Telegraph writer gets Localism Bill wrong

Saturday’s Telegraph readers of the Property section will need to take a large pinch of salt when reading an article written by the Telegraph’s supposed awarding writer, Ian Cowie.

Mr Cowie suggests that last week’s Budget is on the whole beneficial to home owners.  This may well be true, but what isn’t true ,is what he has to say about the new powers the Localism Bill will give to those home owners.

He claims that, ‘……..the Localism Bill should give residents greater power to decide whether or not more fields and woods are bricked over to build new housing,……’  . 

Now I’m not sure what this chap got his award for, but it wasn’t for demonstrating any expert knowledge of what the government’s ambitions are when it comes to the planning system in this country – ambitions that don’t involve preventing house building!

Ian Cowie appears to have missed the bit in the Budget about the planning system being changed to encourage economic growth.  That encouragement will take the form of, as various government minister have taken pleasure in saying over the last 12 months, simplifying the system so as to make it far easier to build things.

So, whilst localism will give local people a say on the types of development that take place in their area, it will definately not give them any powers to prevent development if it has already been included in the council’s development plan for the area.  Nor will communites be able to stop development, and this is the worrying bit, because it has yet to be defined in any useable way, if it is considered sustainable.

Don’t just take my word for it, read the Royal Town Planning Institute’s (RTPI) response to the budget.  http://www.rtpi.org.uk/item/4477/23/5/3

Localism Bill – anything goes!

Personally, I’m still undecided about what benefits (if any) the Localism Bill will bring, especially given its inherent criticism of elected members.  How else are we to view the drive to introduce ‘local’ representation and neighbourhood forums populated by those who will not of stood for any form of election?

There is however, one bit of the bill that appears to be some sort of sop to those elected members who seem unable to present the views of their electorate without actually making those views their own.  I quote the text below.

Predetermination  

Clause 13  

(2) A decision-maker is not to be taken to have had, or to have appeared to have had, a closed mind when making the decision just because

(a) the decision-maker had previously done anything that directly or indirectly indicated  what view the decisionmaker took, or would or might take, in relation to a matter, and

(b) the matter was relevant to the decision.  This Clause needs to be read in conjunction with a statement issued by DCLG (http://www.communities.gov.uk/news/corporate/1768609) which says that:

These proposed legislative changes will mean councillors can be very clear and discuss freely their view and voting intention and publicise their views as they see fit.  However, councillors must be prepared to listen to arguments and evidence before making their decision.  These changes will reduce the threat of challenge.

I’ve no doubt some very clever lawyers at DCLG have drafted this clause to do exactly what the minister wanted it to – allow members to shoot their mouths off and get away with it!

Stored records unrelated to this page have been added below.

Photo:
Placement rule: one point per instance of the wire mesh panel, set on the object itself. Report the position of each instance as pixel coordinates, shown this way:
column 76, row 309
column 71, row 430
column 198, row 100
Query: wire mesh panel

Yes, very occasionally there will be issues that a person got themselves elected on and that it would be ludicrous to then exclude them from being involved in when it came to the debate and the subsequent voting process.  However, to suggest that, by simply producing the text above and make it the ‘law’, this changes completely the status of that members words in respect of pre-determination, is an insult to anybody who thinks they understand the English language.

The last paragraph especially demonstrates the nonsensical nature of this clause.

‘…….mean councillors can be very clear and discuss freely their view and voting intention and publicise their views……’

But then having done all of the above, ‘…..councillors must be prepared to listen to arguments and evidence before making their decision.’

I think they should change the word ‘prepared’ to pretend, because that it what somebody who has discussed and publicised freely, their view and voting intentions, will really be doing.

Worse still and hopefully an unintended negative effect of this clause, will be the pressure members will now come under to declare their view on an issue. It will no longer be acceptable to keep an open mind, listen to all the evidence, and maybe even put the case for those who have asked for your help, but then vote with your conscientious.  The public will now have the right to expect you to take a position or suffer the consequences.